3.5 Dual heads: head_union / head_strict
head_union: supervised against GTmask(union version).head_strict: supervised against GTmask_strict(strict version).- Both head losses are BCE + Dice and do not touch the disparity loss at all.
4. Pol Contrast Computation
Synthetic-data stage: warp right (I⊥) to the left viewpoint using GT disparity, then compute:
pol_contrast = |I∥_gray - warp(I⊥_gray, disp_GT)| / (I∥_gray + warp(I⊥_gray, disp_GT) + ε)
Real-world stage: switch to a two-pass design (Pass 1 coarse disparity → warp → pol contrast → Pass 2 refinement).
Notes:
padding_mode='zeros'— for out-of-bound warp, warped_right = 0 → pol_contrast ≈ 1.0 (looks like high polarization contrast). This is acceptable in synthetic pretraining (GT glass masks do not cover large occlusion regions).- No clamping — preserves physical intuition; BN layers handle extreme values.
5. Tensor Dimensions
| Tensor | Dimensions | Description |
|---|---|---|
| x_rgb | (B,3,H,W) | RGB input image |
| pol_contrast | (B,1,H,W) | Polarization contrast (single channel) |
| feat_rgb | (B,64,H/2,W/2) | conv1 output |
| feat_pol | (B,64,H/2,W/2) | pol_conv output |
| cat(feat_rgb, feat_pol) | (B,128,H/2,W/2) | After concatenation |
| gate | (B,64,H/2,W/2) | gate_conv + sigmoid output |
| feat (after fusion) | (B,64,H/2,W/2) | feat_rgb + gate × feat_pol |
| layer3 output | (B,128,H/4,W/4) | Backbone tail features |
6. Design Decisions and Rationale
| Decision | Choice | Rationale |
|---|---|---|
| conv1 channel count | Keep 3ch | SceneFlow pretrained weights load directly |
| Pol input method | Side branch (1ch→64ch) | Does not modify the original backbone structure |
| Fusion mechanism | Gated fusion (learned sigmoid) | Lets the model learn when to inject the pol signal |
| Supervision signal | BCE + Dice on glass mask | Does not touch disparity loss — fully isolated |
| Pol contrast computation | GT disparity warp + normalized difference | Removes disparity noise; pure polarization signal |
Core principle: polarization is used only to train cnet’s glass-awareness (segmentation); the entire stereo matching pipeline (correlation / GRU / fnet) is left untouched, so the structural texture errors in synthetic data will not be baked into the model.

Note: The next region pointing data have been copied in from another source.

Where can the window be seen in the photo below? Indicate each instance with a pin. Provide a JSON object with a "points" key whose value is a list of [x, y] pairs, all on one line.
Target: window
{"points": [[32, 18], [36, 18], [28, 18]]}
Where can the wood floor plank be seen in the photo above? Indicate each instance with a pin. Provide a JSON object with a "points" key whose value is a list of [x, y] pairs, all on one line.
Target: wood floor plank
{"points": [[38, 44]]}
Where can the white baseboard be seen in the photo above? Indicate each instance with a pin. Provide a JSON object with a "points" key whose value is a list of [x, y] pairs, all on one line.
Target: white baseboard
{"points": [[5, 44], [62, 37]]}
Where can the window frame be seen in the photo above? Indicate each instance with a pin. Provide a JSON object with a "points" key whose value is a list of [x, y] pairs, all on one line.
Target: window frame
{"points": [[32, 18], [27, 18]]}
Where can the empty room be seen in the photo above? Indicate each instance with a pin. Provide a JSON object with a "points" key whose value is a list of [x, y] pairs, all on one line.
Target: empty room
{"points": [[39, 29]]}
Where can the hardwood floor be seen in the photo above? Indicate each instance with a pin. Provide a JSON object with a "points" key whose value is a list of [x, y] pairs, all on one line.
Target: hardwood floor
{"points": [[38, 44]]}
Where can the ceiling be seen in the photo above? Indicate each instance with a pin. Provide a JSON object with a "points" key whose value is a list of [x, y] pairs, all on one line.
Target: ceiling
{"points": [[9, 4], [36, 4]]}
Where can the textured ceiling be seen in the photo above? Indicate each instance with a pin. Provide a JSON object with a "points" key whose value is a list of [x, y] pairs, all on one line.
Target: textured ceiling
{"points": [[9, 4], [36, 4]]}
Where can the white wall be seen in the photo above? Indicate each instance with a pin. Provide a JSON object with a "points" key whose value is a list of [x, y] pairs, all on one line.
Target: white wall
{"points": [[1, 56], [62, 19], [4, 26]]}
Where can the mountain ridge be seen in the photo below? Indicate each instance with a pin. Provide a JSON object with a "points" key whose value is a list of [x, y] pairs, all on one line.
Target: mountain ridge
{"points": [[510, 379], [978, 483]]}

7. Polarization Injection Points
| Injection point | Location | Form | Description |
|---|---|---|---|
| pol_contrast → pol_conv | Side branch next to the cnet stem | Independent conv stem (1→64) | Does not modify the conv1 of the RGB main branch |
| feat_pol → gated fusion | Between the RGB stem and the backbone | feat = feat_rgb + gate × feat_pol, where gate is a learned sigmoid | The model learns the injection strength on its own |
Polarization only enters the Context Encoder (cnet) and is used solely for segmentation supervision; it does not enter fnet, does not enter correlation, and does not touch disparity loss.
8. Added Parameter Count
| Component | Parameters |
|---|---|
| pol_conv (1→64, 7×7) | 3,200 |
| norm_pol (BN 64) | 128 |
| gate_conv (128→64, 1×1) | 8,256 |
| Total added | ~11,584 (<2% of backbone) |
9. Highlights
- Decoupling semantics from structure: only the physically correct polarization semantics of “where is the glass” is learned from synthetic data; the structural cue of “how to match glass” is deliberately not learned, avoiding baking rendering artifacts into the model.
- Fully isolated stereo pipeline: polarization enters only cnet and is supervised with BCE+Dice glass segmentation; correlation / GRU / fnet and the disparity loss are not touched at all.
- Non-destructive side branch: the RGB main branch stays 3-channel so SceneFlow pretrained weights load directly; polarization joins via an independent 1→64 conv stem without modifying the original backbone structure.
- Learned gated fusion:
feat_rgb + gate × feat_polwith a learned sigmoid gate lets the model decide when to inject the polarization signal. - Extremely lightweight: about 11.6K added parameters, less than 2% of the backbone — virtually no extra cost.